“The Language of Birds” by Linda Strever, published in Poeming Pigeons: Poems about Birds, released April, 2015 by The Poetry Box.
The Language of Birds
~ for Lois
More than once I’ve asked for a sign.
I’ve asked mute air and sky how to find
you after you pass from this life.
Today a mourning dove crashes into
the window, sits stunned on the deck —
her soft body, her whispers of color —
and I get it now, watching her recover,
watching her sweet head, her shining eye.
She lifts to the feeder, coos, and another
dove flies in, struts and bobs on orange feet.
They feed together quietly, dip into
the birdbath undisturbed, as if to offer
ease on this day, the last one before
you’ll begin your leaving. Tomorrow
you plan to stop exactly what the doves do
now — eating and drinking — so you can slip
the rest of the way out. Yes, you’ll come
to me in birds, and I realize I’ve known it
since last summer, just after you were
diagnosed.
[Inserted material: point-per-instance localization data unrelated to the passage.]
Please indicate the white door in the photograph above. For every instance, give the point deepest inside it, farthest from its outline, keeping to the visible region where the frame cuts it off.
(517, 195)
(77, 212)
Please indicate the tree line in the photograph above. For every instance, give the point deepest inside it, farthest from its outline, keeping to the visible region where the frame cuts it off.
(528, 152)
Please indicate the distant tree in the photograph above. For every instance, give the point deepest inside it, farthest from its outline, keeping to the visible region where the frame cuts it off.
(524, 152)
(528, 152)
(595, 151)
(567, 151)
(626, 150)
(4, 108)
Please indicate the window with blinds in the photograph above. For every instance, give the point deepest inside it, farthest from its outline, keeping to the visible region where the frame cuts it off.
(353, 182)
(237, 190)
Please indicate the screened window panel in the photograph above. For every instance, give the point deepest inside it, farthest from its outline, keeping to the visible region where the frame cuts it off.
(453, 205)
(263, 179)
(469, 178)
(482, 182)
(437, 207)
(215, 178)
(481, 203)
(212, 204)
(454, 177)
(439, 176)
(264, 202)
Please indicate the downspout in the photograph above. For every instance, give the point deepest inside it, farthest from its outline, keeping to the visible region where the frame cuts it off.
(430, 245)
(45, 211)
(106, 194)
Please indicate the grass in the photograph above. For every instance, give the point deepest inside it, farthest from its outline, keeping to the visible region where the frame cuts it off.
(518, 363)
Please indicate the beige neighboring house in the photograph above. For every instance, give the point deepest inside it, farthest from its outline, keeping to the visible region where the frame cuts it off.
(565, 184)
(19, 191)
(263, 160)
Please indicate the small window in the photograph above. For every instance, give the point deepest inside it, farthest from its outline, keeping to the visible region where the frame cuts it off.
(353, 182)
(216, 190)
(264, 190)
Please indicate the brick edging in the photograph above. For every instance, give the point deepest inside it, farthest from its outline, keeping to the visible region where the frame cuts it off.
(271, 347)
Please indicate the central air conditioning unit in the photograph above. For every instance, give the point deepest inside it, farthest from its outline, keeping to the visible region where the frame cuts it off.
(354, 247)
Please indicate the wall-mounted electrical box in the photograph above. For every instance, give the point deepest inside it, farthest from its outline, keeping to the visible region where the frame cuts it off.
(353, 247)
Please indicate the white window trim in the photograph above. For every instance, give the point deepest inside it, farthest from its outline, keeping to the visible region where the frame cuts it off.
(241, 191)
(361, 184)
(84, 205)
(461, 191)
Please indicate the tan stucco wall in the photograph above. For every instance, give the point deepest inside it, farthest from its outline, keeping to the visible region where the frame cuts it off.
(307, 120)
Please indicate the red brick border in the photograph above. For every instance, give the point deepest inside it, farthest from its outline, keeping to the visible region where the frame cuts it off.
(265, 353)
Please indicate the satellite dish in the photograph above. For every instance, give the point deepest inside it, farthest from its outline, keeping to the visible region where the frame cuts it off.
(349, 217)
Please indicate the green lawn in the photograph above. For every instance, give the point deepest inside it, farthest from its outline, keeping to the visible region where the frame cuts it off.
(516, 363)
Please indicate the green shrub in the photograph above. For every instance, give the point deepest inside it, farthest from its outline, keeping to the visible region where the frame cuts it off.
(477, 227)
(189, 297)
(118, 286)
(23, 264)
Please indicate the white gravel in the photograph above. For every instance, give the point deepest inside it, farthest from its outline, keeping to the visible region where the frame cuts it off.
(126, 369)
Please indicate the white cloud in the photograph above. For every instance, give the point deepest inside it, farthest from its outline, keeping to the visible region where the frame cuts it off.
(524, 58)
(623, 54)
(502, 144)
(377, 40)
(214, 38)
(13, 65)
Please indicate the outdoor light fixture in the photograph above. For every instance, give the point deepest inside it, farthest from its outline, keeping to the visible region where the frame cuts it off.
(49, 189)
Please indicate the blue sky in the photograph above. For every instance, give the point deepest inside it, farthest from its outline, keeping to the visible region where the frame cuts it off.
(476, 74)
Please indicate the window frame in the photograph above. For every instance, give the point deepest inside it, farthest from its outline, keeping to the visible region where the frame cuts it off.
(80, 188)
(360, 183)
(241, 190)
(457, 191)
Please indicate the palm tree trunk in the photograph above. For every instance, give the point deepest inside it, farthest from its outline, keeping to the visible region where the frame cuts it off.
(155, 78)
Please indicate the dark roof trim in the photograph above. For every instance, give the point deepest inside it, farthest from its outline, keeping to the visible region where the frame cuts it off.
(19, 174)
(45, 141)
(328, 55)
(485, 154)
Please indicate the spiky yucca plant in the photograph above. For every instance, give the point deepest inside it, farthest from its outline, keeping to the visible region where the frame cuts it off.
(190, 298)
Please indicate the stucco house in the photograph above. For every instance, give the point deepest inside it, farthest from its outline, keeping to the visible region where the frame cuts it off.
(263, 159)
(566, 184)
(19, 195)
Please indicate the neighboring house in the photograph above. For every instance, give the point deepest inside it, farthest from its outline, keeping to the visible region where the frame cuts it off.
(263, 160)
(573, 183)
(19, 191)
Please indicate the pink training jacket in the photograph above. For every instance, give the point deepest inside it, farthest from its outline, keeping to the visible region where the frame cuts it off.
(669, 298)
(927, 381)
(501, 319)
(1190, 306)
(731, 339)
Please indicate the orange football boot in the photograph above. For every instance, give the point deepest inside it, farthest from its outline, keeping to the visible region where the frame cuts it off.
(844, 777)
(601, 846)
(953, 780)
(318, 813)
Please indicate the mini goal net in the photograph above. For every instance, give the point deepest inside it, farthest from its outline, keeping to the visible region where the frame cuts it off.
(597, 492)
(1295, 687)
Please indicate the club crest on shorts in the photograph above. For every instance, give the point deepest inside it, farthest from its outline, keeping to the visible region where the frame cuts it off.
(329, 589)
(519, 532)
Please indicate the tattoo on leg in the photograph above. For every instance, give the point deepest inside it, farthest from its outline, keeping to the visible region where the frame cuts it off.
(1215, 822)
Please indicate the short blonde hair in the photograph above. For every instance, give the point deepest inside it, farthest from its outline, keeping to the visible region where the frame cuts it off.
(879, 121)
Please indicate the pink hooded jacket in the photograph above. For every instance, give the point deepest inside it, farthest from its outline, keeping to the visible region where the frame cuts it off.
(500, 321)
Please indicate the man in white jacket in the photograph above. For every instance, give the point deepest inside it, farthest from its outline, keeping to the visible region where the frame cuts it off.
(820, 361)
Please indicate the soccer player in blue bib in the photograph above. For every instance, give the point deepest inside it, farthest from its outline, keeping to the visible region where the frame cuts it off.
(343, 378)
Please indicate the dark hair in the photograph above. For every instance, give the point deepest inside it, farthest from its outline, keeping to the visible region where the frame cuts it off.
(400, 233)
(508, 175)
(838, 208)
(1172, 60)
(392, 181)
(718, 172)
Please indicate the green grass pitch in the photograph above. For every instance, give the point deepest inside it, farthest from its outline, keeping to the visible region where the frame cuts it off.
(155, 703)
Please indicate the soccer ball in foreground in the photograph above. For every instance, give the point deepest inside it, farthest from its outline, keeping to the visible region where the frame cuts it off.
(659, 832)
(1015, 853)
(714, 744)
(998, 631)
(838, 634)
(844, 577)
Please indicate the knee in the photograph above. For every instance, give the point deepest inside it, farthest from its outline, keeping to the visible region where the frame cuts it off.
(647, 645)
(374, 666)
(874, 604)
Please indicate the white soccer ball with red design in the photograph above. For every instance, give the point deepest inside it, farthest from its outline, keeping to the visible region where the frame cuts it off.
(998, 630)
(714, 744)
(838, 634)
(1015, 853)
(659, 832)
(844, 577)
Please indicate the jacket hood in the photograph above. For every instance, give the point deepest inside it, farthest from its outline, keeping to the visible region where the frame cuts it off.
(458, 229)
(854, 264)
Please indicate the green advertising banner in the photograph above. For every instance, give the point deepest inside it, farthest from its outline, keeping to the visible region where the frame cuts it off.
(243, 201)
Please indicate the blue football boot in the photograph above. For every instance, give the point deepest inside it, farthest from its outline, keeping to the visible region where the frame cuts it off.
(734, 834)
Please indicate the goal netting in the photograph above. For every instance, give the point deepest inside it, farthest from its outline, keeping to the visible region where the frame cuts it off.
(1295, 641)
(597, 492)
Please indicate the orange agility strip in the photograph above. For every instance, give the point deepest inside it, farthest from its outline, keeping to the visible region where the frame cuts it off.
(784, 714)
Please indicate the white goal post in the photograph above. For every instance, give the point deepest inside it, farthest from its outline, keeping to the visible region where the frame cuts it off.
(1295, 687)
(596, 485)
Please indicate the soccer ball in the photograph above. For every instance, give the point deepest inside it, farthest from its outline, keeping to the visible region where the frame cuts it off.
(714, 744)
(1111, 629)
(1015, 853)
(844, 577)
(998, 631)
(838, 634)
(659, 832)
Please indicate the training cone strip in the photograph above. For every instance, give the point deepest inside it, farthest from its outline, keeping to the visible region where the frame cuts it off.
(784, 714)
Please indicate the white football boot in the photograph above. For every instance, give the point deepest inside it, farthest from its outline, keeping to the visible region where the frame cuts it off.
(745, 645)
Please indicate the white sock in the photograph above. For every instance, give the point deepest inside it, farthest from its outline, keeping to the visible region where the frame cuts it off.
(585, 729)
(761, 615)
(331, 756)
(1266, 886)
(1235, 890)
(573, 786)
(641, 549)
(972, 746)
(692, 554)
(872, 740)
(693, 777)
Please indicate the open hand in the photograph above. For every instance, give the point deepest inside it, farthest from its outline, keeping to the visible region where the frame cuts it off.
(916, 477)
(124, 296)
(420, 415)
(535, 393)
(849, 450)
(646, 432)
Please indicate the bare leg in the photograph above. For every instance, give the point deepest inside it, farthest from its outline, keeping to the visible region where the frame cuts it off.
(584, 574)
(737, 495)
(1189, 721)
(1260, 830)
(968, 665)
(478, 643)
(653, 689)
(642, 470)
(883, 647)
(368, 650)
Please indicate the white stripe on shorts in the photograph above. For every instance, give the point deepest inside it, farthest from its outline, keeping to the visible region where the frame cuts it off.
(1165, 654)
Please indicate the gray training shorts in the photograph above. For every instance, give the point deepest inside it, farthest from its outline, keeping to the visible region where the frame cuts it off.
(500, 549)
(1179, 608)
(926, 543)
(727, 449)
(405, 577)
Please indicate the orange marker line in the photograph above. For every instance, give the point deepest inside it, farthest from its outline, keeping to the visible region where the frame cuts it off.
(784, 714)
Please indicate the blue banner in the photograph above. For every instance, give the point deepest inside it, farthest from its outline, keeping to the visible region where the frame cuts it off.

Startled by a thud, I went outside
to find the blown-glass garden ball lying
on the deck, whole, an opalescent mirror
for the sun. Two ravens circled low over
my head, and I had to smile at the brightness
they’d tried to steal. Yesterday in the woods
I laid my palm against a cedar tree. Two
band-tails burst from its branches, and I
glimpsed the white curve of their rising.